Wilder parked in a vacant lot behind some scrub trees. The sun was low, but the restless clouds smothered anything yellowish and warm looking, bringing night on early.
“Stay here,” Wilder said to Brutus, as if I hadn’t already duct-taped him to the seat.
We jogged to the closest building. “I’ll hide here till you’re in,” Wilder said. “I don’t want Jacques to sense the thinker before you have a chance to scout it out. If Brutus is right, GT and Jacques are four buildings west.”
No one was out in the freezing temperatures. Wilder lifted his arm to place an earpiece in my ear, and the ripped piece of his shirt lifted. He tucked it back in, but I had glimpsed something.
“Wait.” I reached out, moving aside his torn shirt. He flinched but clenched his jaw and let me.
Over his sternum was the henna-brown circle of the thinker token.
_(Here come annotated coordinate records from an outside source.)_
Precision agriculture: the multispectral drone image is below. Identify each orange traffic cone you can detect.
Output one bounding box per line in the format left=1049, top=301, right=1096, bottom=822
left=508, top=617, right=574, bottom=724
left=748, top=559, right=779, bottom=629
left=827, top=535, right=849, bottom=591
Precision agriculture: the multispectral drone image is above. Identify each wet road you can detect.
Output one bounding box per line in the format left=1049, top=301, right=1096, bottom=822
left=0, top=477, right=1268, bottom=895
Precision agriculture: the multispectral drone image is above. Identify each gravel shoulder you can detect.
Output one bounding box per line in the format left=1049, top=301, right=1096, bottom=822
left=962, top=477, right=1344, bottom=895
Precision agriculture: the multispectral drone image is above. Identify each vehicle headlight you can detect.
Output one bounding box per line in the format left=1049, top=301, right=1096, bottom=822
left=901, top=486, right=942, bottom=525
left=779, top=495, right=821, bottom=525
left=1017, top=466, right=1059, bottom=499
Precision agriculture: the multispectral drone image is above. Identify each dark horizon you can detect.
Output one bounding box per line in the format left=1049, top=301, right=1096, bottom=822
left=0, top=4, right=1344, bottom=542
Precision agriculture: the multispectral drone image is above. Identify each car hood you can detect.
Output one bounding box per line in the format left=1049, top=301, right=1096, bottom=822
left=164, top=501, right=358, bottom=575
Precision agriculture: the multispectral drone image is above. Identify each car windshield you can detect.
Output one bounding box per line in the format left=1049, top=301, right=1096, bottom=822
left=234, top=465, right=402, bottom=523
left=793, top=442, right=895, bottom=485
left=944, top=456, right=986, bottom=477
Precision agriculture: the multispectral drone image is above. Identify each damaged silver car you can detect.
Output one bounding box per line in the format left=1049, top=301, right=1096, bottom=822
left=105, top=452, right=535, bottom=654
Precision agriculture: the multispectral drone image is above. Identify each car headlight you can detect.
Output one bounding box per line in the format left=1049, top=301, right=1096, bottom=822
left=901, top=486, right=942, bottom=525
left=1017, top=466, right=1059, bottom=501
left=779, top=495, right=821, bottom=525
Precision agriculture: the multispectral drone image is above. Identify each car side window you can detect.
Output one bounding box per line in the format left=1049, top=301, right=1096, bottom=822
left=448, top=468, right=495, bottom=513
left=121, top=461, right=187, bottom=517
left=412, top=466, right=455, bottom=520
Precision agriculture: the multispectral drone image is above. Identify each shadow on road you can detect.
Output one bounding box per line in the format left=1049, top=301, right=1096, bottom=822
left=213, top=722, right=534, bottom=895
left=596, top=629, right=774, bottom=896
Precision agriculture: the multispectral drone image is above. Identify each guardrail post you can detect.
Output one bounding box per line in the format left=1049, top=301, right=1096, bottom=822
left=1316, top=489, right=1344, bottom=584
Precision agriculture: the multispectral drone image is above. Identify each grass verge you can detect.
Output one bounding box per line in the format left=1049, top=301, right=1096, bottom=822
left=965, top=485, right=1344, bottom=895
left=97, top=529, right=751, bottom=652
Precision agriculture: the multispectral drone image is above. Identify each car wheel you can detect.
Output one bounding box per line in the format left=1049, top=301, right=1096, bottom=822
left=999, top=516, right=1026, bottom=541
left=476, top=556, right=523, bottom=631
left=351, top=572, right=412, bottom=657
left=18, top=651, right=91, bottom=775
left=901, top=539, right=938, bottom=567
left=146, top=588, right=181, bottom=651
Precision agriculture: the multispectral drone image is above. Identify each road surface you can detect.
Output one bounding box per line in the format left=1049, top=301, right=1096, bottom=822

But there was a second one now, a kind of key shape attached to the circle. I’d seen that mark before, but on someone else’s chest.
My heart seemed to stop. In the long, quiet moment between one beat and the next, all I could think was, No. No. Please no.
Chapter 31
I backed away fast, knocking a branch off a tree, and I turned to run.
“Wait!” Wilder raced toward me and then stopped. “Wait, Maisie, I didn’t kill Mi-sun. You know I wouldn’t do that, right?”
My head went fishbowl, the world slurpy and sloshing every which way. I sat down hard before I could fall over and break something else. Like a building.
“Maisie …” He came closer.
“Don’t!” I yelled.
He jerked back.
Mi-sun was dead. Wilder was wearing her token on top of his own. I thought of warriors keeping the scalps of their kills.
“Stay, please, while I explain. Please.”
“Go ahead,” I said. My voice was dry.
“Mi-sun was working for my father,” he said. “I found her a few days before you came here, and she didn’t run when she sensed me. I thought that meant she wanted to escape with me, but she went crazy. She took off one of her rings, and she shot it at the token in her chest. So fast. She fell over. I pressed my hands to the wound … to stop the bleeding, not sure if she was still alive, but …” He shuddered.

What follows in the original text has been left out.